Instagram recently banned the single, evocative word “curvy” in hashtag form because it violated its policies. The issue with “curvy,” Instagram said, isn’t what it represents — often body-positive images of voluptuous figures in various states of dress and undress — but how it was being used. An Instagram spokesperson told ThinkProgress the tag was being used to share pornography, which is strictly forbidden on the site.

Ralph Rosen, PhD, a classics humanities professor at the University of Pennsylvania, has experienced social media companies’ compulsion to ban words firsthand. He started a Facebook page in 2009 for his Scandalous Arts class, which evaluates why certain visual, literal and musical works are considered offensive and could unduly influence society.

“What was so amusing but annoying was when I set it up they did not let me use the name of the class because it had the word ‘scandalous’ in it. It was a banned word at the time.” To get around it, Rosen had to spell the word with a “k,” playing on its Greek origins.

“It’s always words or images that drive people crazy,” Rosen said. “With words there are sometimes ways to get around it more than with images, because images are more direct.”

Instagram’s decision to ban the hashtag whole cloth is the latest in a string of attempts from social media sites to minimize offensive content but still allow users to be expressive.
Model and social media maven Chrissy Teigen, known for testing the boundaries of restrictive policies, slammed Instagram in June for taking down a topless photo she posted from a W Magazine photo shoot. She repeatedly re-posted the image in protest each time it was removed. Rihanna’s account was suspended — and then deleted in protest — after she posted a nipple-baring photo from magazine shoot in 2014, Nicki Minaj caught flack for posting her album cover artwork with her squatting back first in a G-string and Jordans.

But celebrities posing in risque photo shoots aren’t the only posts Instagram targets. Instagram removed artist Rupi Kaur’s photo of herself laying in bed, fully clothed but with menstrual blood seeping through her sweat pants and onto her sheets.

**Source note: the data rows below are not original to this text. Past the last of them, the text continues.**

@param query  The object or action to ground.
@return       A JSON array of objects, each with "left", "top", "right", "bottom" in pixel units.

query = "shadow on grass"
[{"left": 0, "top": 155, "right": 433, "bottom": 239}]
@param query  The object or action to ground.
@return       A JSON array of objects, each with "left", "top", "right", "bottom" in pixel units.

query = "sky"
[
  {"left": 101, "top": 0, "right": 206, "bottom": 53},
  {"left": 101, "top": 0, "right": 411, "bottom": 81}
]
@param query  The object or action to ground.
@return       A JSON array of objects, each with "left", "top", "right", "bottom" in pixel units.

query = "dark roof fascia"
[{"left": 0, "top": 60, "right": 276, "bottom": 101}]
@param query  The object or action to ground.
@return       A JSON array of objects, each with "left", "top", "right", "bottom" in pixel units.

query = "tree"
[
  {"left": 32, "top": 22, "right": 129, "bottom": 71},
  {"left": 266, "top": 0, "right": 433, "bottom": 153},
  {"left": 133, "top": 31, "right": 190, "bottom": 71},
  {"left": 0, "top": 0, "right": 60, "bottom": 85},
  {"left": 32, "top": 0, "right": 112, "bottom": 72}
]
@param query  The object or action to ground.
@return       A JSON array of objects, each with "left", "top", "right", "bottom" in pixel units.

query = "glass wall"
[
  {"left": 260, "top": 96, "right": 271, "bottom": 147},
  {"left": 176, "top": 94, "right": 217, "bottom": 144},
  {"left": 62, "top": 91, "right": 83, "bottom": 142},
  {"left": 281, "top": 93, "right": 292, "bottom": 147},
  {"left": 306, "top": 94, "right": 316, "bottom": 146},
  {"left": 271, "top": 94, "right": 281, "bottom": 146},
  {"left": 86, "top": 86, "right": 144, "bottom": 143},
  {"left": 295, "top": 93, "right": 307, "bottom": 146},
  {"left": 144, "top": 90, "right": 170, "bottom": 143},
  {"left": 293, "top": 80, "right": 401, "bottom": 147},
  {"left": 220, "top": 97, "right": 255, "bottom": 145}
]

Instagram soon restored the photo, apologizing for its accidental removal.

But Kaur didn’t buy it, saying “Thank you Instagram for providing me with the exact response my work was created to critique. You deleted my photo twice stating that it goes against community guidelines. I will not apologize for not feeding the ego and pride of misogynist society that will have my body in an underwear but not be okay with a small leak. When your pages are filled with countless photos/accounts where women (so many who are underage) are objectified. Pornified. And treated less than human. Thank you.”

Cartoonists have even been caught in Instagram’s anti-nudity web. Brooklyn artist Tara McPherson’s cartoon “An Interruption of Blood” was removed because it depicted a woman’s animated bare breasts. Instagram restored the image with apologies.

Last year, a plus-size teen was kicked off the site for posting a selfie in a bikini. Critics accused the site for praising a thin, toned beauty standard and condemning curvy bodies as explicit or “mature content.”